Preface

This publication was created with the goal of providing a snapshot of housing types and issues in Toronto in conjunction with the Society for the Study of Architecture in Canada (SSAC) conference “Fresh Perspectives on Housing” (June 7-10, 2000).

East/West: A Guide to Where People Live in Downtown Toronto does not attempt to include all sites, all voices, and all opinions, but a significant dimension of the publication has been to provide a forum for different voices that do not usually have the opportunity to be heard together. We have deliberately avoided influencing or homogenizing the responses of the authors for the sake of an overarching thesis. Instead, we have attempted to convey each author’s contribution (text and illustrations), as part of the complex and often incongruous matrix of opinions that come from governments, heritage groups, builders, planners, lawyers, architects, landscape architects, and developers, as well as students and people who live in the centre of the city. The perspectives within this book, therefore, do not necessarily represent those of the editors or the SSAC.

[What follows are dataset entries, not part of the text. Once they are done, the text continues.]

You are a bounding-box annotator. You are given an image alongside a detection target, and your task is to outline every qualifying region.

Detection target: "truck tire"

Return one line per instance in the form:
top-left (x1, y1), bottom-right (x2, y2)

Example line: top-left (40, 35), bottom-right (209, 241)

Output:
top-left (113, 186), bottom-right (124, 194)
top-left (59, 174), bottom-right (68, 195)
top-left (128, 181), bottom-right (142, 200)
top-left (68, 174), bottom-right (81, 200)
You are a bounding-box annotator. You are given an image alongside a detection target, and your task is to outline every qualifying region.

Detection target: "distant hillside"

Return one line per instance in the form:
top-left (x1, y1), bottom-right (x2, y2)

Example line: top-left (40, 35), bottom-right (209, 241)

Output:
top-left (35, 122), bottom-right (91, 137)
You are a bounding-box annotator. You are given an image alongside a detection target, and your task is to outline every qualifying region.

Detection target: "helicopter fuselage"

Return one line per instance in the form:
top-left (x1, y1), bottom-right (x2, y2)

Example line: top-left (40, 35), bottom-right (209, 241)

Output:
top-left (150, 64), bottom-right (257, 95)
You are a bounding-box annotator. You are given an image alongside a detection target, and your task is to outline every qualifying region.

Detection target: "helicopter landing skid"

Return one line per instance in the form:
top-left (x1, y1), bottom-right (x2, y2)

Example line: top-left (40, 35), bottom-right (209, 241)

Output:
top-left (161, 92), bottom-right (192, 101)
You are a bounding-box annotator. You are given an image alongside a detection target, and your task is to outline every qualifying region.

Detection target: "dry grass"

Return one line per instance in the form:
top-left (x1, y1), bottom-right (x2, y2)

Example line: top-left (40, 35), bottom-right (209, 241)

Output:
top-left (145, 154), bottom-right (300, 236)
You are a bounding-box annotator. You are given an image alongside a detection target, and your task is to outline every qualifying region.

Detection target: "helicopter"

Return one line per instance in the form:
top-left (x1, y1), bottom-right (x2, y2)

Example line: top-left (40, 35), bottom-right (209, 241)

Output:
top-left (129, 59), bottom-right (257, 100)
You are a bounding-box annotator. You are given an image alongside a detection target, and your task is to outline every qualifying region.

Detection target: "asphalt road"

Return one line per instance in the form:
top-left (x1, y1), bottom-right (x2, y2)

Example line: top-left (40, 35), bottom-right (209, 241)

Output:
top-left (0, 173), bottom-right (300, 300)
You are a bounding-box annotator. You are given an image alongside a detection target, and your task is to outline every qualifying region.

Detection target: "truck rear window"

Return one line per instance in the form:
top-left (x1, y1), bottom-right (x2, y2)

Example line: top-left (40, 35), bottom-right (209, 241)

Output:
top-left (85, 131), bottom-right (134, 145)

The publication is organized around two cross-sections of the downtown core, one in the east end and one in the west. The eastern cross-section takes Parliament Street as its spine, running from Rosedale to the Harbour; the western cross-section follows Spadina Avenue and St George/Beverley streets, from Wychwood and Casa Loma to the Harbour. This sectional view of the city is not intended to be exclusive or divisive in any sense, but to provide a profile of housing where the juxtaposition of differences becomes as significant as the presentation of congruent neigh-bourhoods. Most sites, but not all, were selected because they fit on one of the cross-sections. Parts of these cross-sections are adaptable for self-guided walking tours. Some sites have been included that are off the sectional grid because they illustrate major trends, ideas, or issues that could not be easily treated within the framework of the downtown.

East/West: A Guide to Where People Live in Downtown Toronto is our invitation to visit, explore and reflect upon the neighbourhoods and housing sites of Toronto.